Alpinista di livello assoluto, in alta quota ha vissuto esperienze bellissime e tremende. “Oggi sono in luna calante, ormai faccio la guida in giro per il mondo, l'importante è tornare a casa umili e sani”. L'umiltà ha sempre accompagnato Mondinelli, che ricorda per noi le esperienze più estreme, vissute nella cosiddetta zona della morte. Qualcosa di assolutamente particolare. “Mi ricordo che nel 2010, quando scendevo dall'Everest, sentivo gli angeli. Ero completamente dentro la cosa, mi sembrava di sognare, non avevo la percezione che fosse qualcosa di irreale. Avevamo bevuto mezza borraccia d'acqua e mangiato solo qualche dattero, non so se abbia influito, ma davvero vedevo il paradiso. Poi mi sono voltato e ho visto che ero solo, gli altri erano scomparsi, lì ho capito che dovevo riprendermi, ritornare alla realtà. Altre volte avevo una musica in testa, sentivo i Deep Purple, ma era qualcosa di meno intenso. Comunque sono sensazioni di ci non avverti in anticipo l'arrivo, ti prendono di sorpresa”.
Gli stati di alterazione dovuti all'alta quota non sono l'unica esperienza estrema vissuta da Gnaro, che nel 2012, sul Manaslu, è stato travolto da una valanga. Nonostante abbia vissuto una tragedia, nel momento in cui è rimasto sepolto nella neve non ha provato sensazioni terribili, anzi. “A parte la paura di venire infilzato da qualche paletto di una tenda non ho provato sensazioni di terrore. Hai presente il film La storia infinita? Mi sembrava di essere sospeso e avevo la stessa sensazione di sollievo che provi dopo esserti trattenuto a lungo per andare in bagno, quando finalmente ti liberi. E poi nella testa avevo questo pensiero fisso che continuava a girare in circolo, sul fatto che non avevo finito di pagare la cucina...”.

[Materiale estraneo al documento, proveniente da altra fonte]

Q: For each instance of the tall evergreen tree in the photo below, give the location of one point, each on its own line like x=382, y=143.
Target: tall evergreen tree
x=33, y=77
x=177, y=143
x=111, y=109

Agli alpinisti d'alta quota talvolta capita anche di dormire in prossimità della zona della morte, comunque dove l'ossigeno è molto rarefatto. Al di là della tensione dovuta all'attesa dell'azione, la qualità del sonno non è eccezionale. “È un po' come covare l'influenza. Non stai male per qualcosa in particolare, ma hai una sensazione negativa in generale, di malessere diffuso. A me in generale capitava di sognare sempre la stessa cosa. Un anno avevo questo sogno ricorrente, che dovevo rifare la staccionata. Ma in generale non ho mai sofferto molto l'alta quota. Come preparazione facevo 60.000 metri di dislivello al mese, andavo su e giù dal Monte Rosa come fosse una palestra”.